Calculate the maximum height of a ball of mass 1.2kg will attain if projected vertically upward with an initial velocity of 17m/s?

To calculate the maximum height attained by a ball projected vertically upward, we can use the equations of motion. First, we need to find the time it takes for the ball to reach its maximum height.

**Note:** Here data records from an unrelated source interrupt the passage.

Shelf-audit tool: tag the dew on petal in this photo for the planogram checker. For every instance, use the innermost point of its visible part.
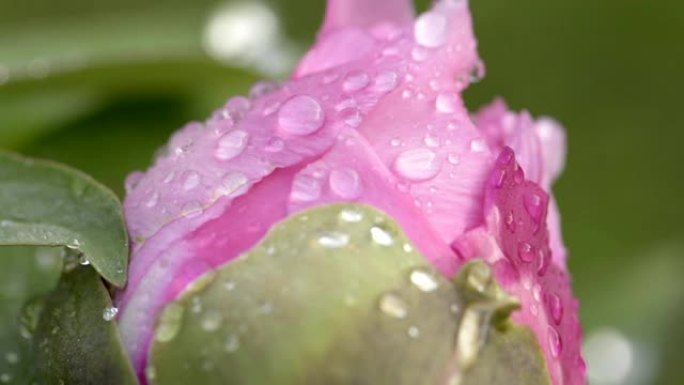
(418, 164)
(301, 115)
(231, 145)
(346, 183)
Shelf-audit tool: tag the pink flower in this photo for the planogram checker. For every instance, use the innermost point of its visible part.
(373, 114)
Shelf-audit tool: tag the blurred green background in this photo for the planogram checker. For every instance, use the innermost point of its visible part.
(100, 85)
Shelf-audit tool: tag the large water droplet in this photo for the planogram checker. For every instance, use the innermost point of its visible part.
(418, 164)
(301, 115)
(424, 280)
(447, 102)
(386, 81)
(231, 144)
(109, 313)
(381, 236)
(555, 308)
(355, 80)
(430, 29)
(555, 342)
(333, 239)
(392, 305)
(526, 252)
(346, 183)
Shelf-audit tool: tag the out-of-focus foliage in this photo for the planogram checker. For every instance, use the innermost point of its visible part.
(100, 85)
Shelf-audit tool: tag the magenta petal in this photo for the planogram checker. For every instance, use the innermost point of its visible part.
(516, 211)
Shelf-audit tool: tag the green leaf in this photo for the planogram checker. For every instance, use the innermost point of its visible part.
(45, 204)
(335, 295)
(74, 343)
(26, 273)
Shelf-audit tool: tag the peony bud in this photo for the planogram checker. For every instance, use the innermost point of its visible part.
(373, 115)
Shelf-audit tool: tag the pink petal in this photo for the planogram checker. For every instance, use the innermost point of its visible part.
(516, 211)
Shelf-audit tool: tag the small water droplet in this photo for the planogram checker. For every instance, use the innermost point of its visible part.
(333, 239)
(424, 280)
(526, 252)
(555, 342)
(192, 209)
(386, 81)
(191, 179)
(430, 29)
(418, 164)
(301, 115)
(381, 236)
(555, 308)
(169, 323)
(392, 305)
(152, 200)
(447, 102)
(232, 343)
(478, 145)
(109, 313)
(413, 332)
(305, 189)
(231, 145)
(346, 183)
(211, 321)
(355, 80)
(351, 215)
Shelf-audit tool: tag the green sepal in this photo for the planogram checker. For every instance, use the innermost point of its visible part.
(47, 204)
(334, 295)
(74, 342)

The initial velocity of the ball is 17 m/s, and we know that the final velocity at the highest point is zero (since the ball momentarily stops before falling back down). Using the equation of motion:

v = u + at

Where:
v = final velocity (which is 0 in this case)
u = initial velocity
a = acceleration
t = time

Rearranging the equation gives:

t = (v - u) / a

Since the ball is moving vertically upward, the acceleration due to gravity acts in the opposite direction, which is -9.8 m/s². Plugging in the values into the equation, we have:

t = (0 - 17) / (-9.8)
t = 17 / 9.8
t ≈ 1.7347 seconds

Now, to find the maximum height (h), we can use the equation:

h = ut + (1/2)at²

Where:
h = maximum height
u = initial velocity
t = time (which we just found)
a = acceleration

Plugging in the values:

h = 17 * 1.7347 + (1/2)(-9.8)(1.7347)²
h ≈ 14.8 meters

Therefore, the maximum height attained by the ball is approximately 14.8 meters.